Further arguments when using partitioning:

  • index: Column to use for partitioning
  • max, min: the range of values of the index column to consider for building partitiona;
will execute a separate query to find these, if not given
  • npartitions: the number of partitions to create
  • divisions: explicit partition boundary values

Creating Catalog Entries

To us in a catalog entries must specify driver: odbc or driver: odbc_partioned. Further arguments should be provided, as for the intake.open_* ad-hoc commands, above. In particular, the connection parameters and query string are required, and also the index column, if using partitioning.

It should be noted that SQL query strings are generally quite long; the appropriate syntax may look like:

product_types:
   description: Randomly generated data
   driver: odbc_partitioned
   args:
     uri:
     sql_expr: |
         SELECT t.productid AS pid, t.productname, t.price, tt.typename
         FROM testtable t
         INNER JOIN testtypetable tt ON t.typeid=tt.typeid
     dsn: MSSQL
     mssql: true

Where in this case we provide a keyword argument to specify the connection and so leave the uri field empty, and the special YAML syntax with "|" is used to indicate the multi-line query, delimited by indentation.
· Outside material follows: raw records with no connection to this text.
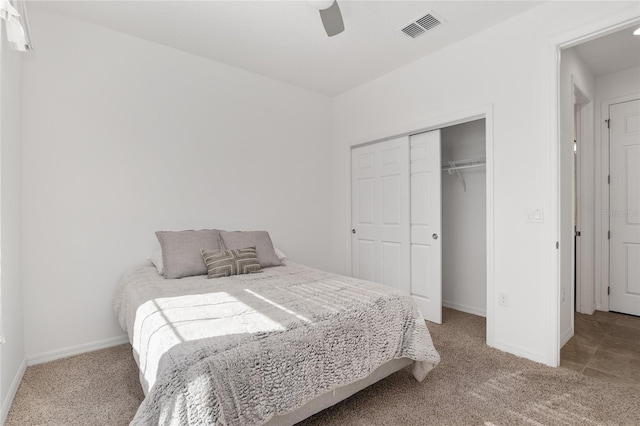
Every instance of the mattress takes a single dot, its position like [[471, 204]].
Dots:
[[251, 348]]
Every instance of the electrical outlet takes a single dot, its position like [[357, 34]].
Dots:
[[503, 299]]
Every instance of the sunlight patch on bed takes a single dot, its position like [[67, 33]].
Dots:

Warning, while it is reasonable to include user parameters in the SQL query body, free-form strings or environment variables should not be used, since they will allow arbitrary code execution on the DB server (SQL injection). Similarly, the details of ODBC connections are unlikely to be useful as user parameters, except possibly to take the DB username and password from the environment.

Using a Catalog

Assuming a catalog file called cat.yaml, containing an ODBC source pdata, one could load it into a dataframe as follows:

import intake
cat = intake.Catalog('cat.yaml')
df = cat.pdata.read()

The source may or may not be partitioned, depending on the plugin which was used and the parameters. Use .discover() to find out whether there is partitioning, and if there is, the partitions can be accessed independently.

Dask can be used to read a partitioned source in parallel (see method .to_dask()); note that there is some overhead to establishing connections from each worker, and the same ODBC drivers and configuration must exist on each machine, in the case of a distributed cluster.